Hugo Chavez Dan Warisannya Untuk Dunia

Delapan belas tahun yang lalu, bangsa-bangsa di seluruh dunia dipaksa meniti satu-satunya jalan: neoliberalisme. Slogan terkenal Margareth Thatcher,  “There is No Alternative”, menjadi horor bagi setiap bangsa yang mencoba keluar dari rangkulan kekaisaran Amerika Serikat.

Namun, kekuasaan kekaisaran AS bukan tanpa gugatan. 1 Januari 1994, petani dan masyarakat adat di Chiapas, Meksiko, mengangkat senjata. Mereka menamai diri Tentara Pembebasan Nasional Zapatista (EZLN). Lalu, tak disangka-sangka, rakyat juga memberontak di Seattle, Amerika Serikat, pada tahun 1999.

Pada tahun 1998, di Venezuela, peristiwa besar juga terjadi. Seorang mantan tentara pengagum Simon Bolivar, pejuang pembebasan Amerika latin, terpilih sebagai Presiden dengan suara 56,2 persen. Chavez berkuasa dengan mewarisi kehancuran negerinya setelah beberapa dekade kebijakan neoliberalisme.
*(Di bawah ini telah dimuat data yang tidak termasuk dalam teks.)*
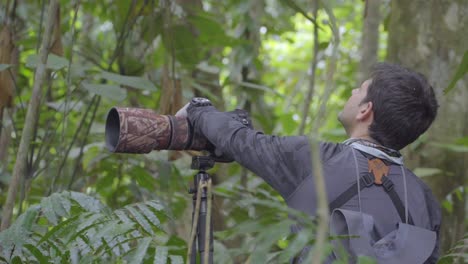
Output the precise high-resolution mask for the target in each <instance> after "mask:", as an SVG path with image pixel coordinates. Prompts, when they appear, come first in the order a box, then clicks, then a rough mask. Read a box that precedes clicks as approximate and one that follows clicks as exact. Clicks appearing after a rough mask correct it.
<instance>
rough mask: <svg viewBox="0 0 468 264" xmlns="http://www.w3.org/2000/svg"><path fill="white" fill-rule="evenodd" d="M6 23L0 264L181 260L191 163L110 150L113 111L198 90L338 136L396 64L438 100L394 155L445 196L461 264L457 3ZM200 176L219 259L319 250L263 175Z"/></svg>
mask: <svg viewBox="0 0 468 264" xmlns="http://www.w3.org/2000/svg"><path fill="white" fill-rule="evenodd" d="M0 24H1V26H0V32H1V33H0V113H1V136H0V205H1V213H2V218H1V222H2V224H1V229H2V232H1V233H0V245H1V254H0V256H1V257H0V261H3V262H8V263H10V262H11V263H96V262H99V263H101V262H102V263H115V262H117V263H183V262H184V260H185V258H186V250H187V242H186V241H188V236H189V232H190V225H191V223H190V221H191V220H190V219H191V211H192V205H191V203H192V199H191V195H189V194H188V193H187V190H188V187H189V185H190V184H191V182H192V177H193V174H194V173H195V171H193V170H190V162H191V159H190V156H189V155H188V154H187V153H177V152H169V151H154V152H152V153H150V154H146V155H129V154H113V153H110V152H109V151H107V150H106V149H105V147H104V124H105V118H106V114H107V112H108V110H109V109H110V108H111V107H113V106H128V107H141V108H149V109H154V110H155V111H156V112H157V113H160V114H175V112H176V111H177V110H178V109H179V108H180V107H181V106H183V105H184V104H185V103H186V102H188V100H189V99H190V98H191V97H193V96H203V97H207V98H209V99H211V100H212V101H213V102H214V104H215V105H216V106H217V107H218V109H221V110H233V109H234V108H242V109H245V110H247V111H249V112H250V114H251V116H252V117H253V121H254V126H255V128H257V129H259V130H262V131H264V132H265V133H268V134H277V135H298V134H310V133H311V132H312V131H314V133H316V135H314V136H315V137H318V138H320V139H322V140H330V141H336V142H339V141H342V140H344V139H345V132H344V130H343V128H341V126H340V124H339V123H338V121H337V119H336V115H337V113H338V112H339V110H341V108H342V106H343V104H344V102H345V101H346V100H347V98H348V97H349V95H350V93H351V90H352V89H353V88H355V87H356V86H357V85H359V84H360V82H361V81H362V80H363V79H365V78H366V76H367V74H368V72H369V69H370V66H371V65H372V64H374V63H375V62H377V61H389V62H396V63H400V64H402V65H404V66H407V67H410V68H413V69H416V70H417V71H420V72H422V73H424V74H425V75H426V76H428V78H429V80H430V82H431V83H432V85H433V86H434V88H435V89H436V91H437V96H438V99H439V103H440V109H439V115H438V118H437V120H436V122H435V124H434V125H433V126H432V128H431V129H430V130H429V131H428V132H427V133H426V134H425V135H424V136H422V137H421V138H420V139H419V140H418V141H417V142H415V143H414V144H412V145H410V146H408V147H407V148H406V149H405V150H404V154H405V156H406V165H407V166H408V167H409V168H411V169H413V170H414V171H415V173H416V174H417V175H418V176H420V177H421V178H422V179H423V180H424V181H425V182H427V183H428V184H429V185H430V186H431V188H432V190H433V192H434V194H435V195H436V197H437V198H438V200H439V201H440V203H441V206H442V210H443V226H442V230H441V241H442V245H441V254H442V255H445V257H444V258H442V259H441V260H440V262H441V263H452V262H454V261H455V262H458V261H460V262H464V261H466V262H468V254H467V252H468V246H467V245H468V236H467V235H468V233H467V226H468V217H467V213H468V203H467V187H466V186H467V175H468V118H467V116H468V89H467V86H468V77H467V75H466V72H467V71H468V53H467V50H468V27H467V25H468V2H467V1H466V0H418V1H403V0H368V1H360V0H355V1H346V0H330V1H323V0H322V1H319V0H308V1H305V0H243V1H239V0H172V1H171V0H159V1H157V0H146V1H143V0H119V1H111V0H93V1H90V0H82V1H79V0H77V1H65V0H60V1H56V0H50V1H46V0H40V1H26V0H4V1H2V2H1V3H0ZM47 58H48V60H47V63H45V61H46V59H47ZM325 107H326V108H325ZM320 109H322V110H326V115H325V118H323V119H321V120H319V121H320V122H315V120H316V119H317V118H318V117H317V113H318V112H319V110H320ZM314 122H315V124H319V127H313V124H314ZM317 131H318V132H317ZM211 173H212V174H213V176H214V177H213V178H214V180H215V184H216V187H215V195H216V197H215V202H214V211H213V214H214V221H215V222H214V228H215V231H216V232H215V244H214V246H215V263H239V262H248V263H266V262H269V263H286V262H287V261H288V259H289V258H290V257H292V256H294V255H295V254H296V253H297V252H298V251H299V250H300V249H301V248H302V247H303V246H304V245H307V244H313V243H314V241H315V232H316V229H315V227H314V225H313V224H312V221H310V220H309V222H310V225H307V226H306V227H305V228H307V229H309V232H306V234H302V235H299V236H292V235H290V234H289V225H290V224H291V222H290V220H289V219H288V217H287V215H288V213H293V212H290V211H289V209H287V208H286V207H285V206H284V204H283V202H282V201H281V199H280V197H279V196H278V195H277V194H276V193H275V192H274V191H272V189H271V188H269V186H267V185H266V184H265V183H264V182H263V181H262V180H261V179H259V178H258V177H256V176H255V175H252V174H251V173H250V172H248V171H246V170H245V169H242V168H241V167H240V166H239V165H237V164H227V165H226V164H223V165H217V166H216V167H215V168H214V169H213V170H212V171H211ZM8 227H9V228H8ZM326 250H329V247H327V248H326ZM466 262H465V263H466Z"/></svg>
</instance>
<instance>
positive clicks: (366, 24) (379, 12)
mask: <svg viewBox="0 0 468 264" xmlns="http://www.w3.org/2000/svg"><path fill="white" fill-rule="evenodd" d="M379 9H380V0H369V1H366V8H365V11H364V20H363V24H364V25H363V30H362V38H361V62H360V64H359V72H358V80H357V81H358V85H360V84H361V83H362V82H363V81H365V79H366V78H367V77H368V76H369V73H370V70H371V68H372V65H374V64H375V63H376V62H377V55H378V54H377V50H378V48H379V24H380V10H379Z"/></svg>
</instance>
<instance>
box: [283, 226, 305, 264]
mask: <svg viewBox="0 0 468 264" xmlns="http://www.w3.org/2000/svg"><path fill="white" fill-rule="evenodd" d="M311 235H313V234H307V233H306V232H299V233H297V234H296V236H295V237H294V238H293V240H292V241H291V242H290V243H289V246H288V247H287V248H286V249H285V250H284V251H283V254H282V255H281V256H280V258H279V262H281V263H283V262H287V261H288V260H290V259H292V258H293V257H294V256H296V255H297V254H298V253H299V252H301V250H302V249H303V248H304V247H305V246H306V245H307V243H308V242H309V240H310V236H311Z"/></svg>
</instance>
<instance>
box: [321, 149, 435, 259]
mask: <svg viewBox="0 0 468 264" xmlns="http://www.w3.org/2000/svg"><path fill="white" fill-rule="evenodd" d="M353 151H354V150H353ZM363 154H364V155H365V156H366V157H367V158H368V161H369V173H367V174H366V175H364V176H361V178H359V180H357V181H356V182H355V183H354V184H353V185H352V186H351V187H349V188H348V189H347V190H345V191H344V192H343V193H342V194H340V195H339V196H338V197H337V198H336V199H335V200H334V201H332V202H331V203H330V205H329V207H330V211H331V212H332V213H331V217H330V235H331V236H340V238H339V239H334V240H333V241H332V244H333V245H334V250H333V255H334V256H333V257H334V258H337V257H344V255H346V256H347V257H348V259H349V258H350V262H351V263H355V262H356V260H357V258H358V256H368V257H371V258H374V259H376V260H377V262H378V263H382V264H387V263H388V264H390V263H402V264H403V263H415V264H417V263H425V262H426V261H427V260H428V259H429V258H430V257H431V254H432V252H433V251H434V248H435V246H436V241H437V234H436V232H434V231H432V230H428V229H425V228H422V227H418V226H415V225H414V223H413V220H412V217H411V214H410V212H408V211H407V210H406V208H405V206H404V205H403V203H402V201H401V199H400V197H399V196H398V194H397V193H396V191H395V190H394V188H393V187H394V185H393V182H392V181H391V180H390V179H389V178H388V177H387V176H386V175H387V173H388V165H387V164H386V163H384V162H383V161H382V160H380V159H378V158H375V157H371V156H369V155H367V154H365V153H363ZM372 185H378V186H382V189H383V190H384V191H385V192H386V193H387V194H388V195H389V197H390V199H391V200H392V203H393V205H394V206H395V208H396V209H397V212H398V214H399V216H400V219H401V222H399V223H398V224H397V226H396V229H395V230H393V231H392V232H390V233H389V234H387V235H386V236H384V237H382V238H380V239H379V238H378V237H377V234H376V232H375V230H374V218H373V217H372V216H371V215H369V214H366V213H362V212H358V211H351V210H345V209H340V207H341V206H343V205H344V204H345V203H346V202H347V201H349V200H350V199H351V198H352V197H353V196H355V195H356V194H357V195H360V191H361V190H363V189H364V188H367V187H370V186H372Z"/></svg>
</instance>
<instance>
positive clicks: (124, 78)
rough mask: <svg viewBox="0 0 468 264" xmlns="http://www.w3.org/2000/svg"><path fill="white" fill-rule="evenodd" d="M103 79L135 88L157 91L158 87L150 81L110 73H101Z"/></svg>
mask: <svg viewBox="0 0 468 264" xmlns="http://www.w3.org/2000/svg"><path fill="white" fill-rule="evenodd" d="M100 76H101V78H104V79H106V80H109V81H112V82H115V83H118V84H122V85H126V86H130V87H133V88H137V89H141V90H148V91H156V90H157V89H156V86H155V85H154V84H153V83H152V82H151V81H149V80H147V79H144V78H142V77H136V76H125V75H119V74H115V73H110V72H101V74H100Z"/></svg>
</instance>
Tetapi Chavez tidak merasa kecil. Berbekal dukungan mayoritas rakyat di belakangnya, ia yakin akan menciptakan sejarah baru. Ia menggagas sebuah revolusi untuk mengubah struktur ekonomi, politik, dan sosial-budaya di Venezuela. Ia menamai proyek revolusinya: Revolusi Bolivarian.

Untuk membumikan ide-idenya, hal pertama yang dilakukan Chavez adalah merombak struktur negara lama. Tetapi, uniknya, ia berupaya menempuh jalan konstitusional untuk melakukan perubahan itu, yakni referendum konstitusi. Akhirnya, pada Desember 1999, Venezuela menyelenggarakan referendum konstitusi. Hasilnya:  71,78% rakyat Venezuela menyetujui penyusunan konstitusi baru.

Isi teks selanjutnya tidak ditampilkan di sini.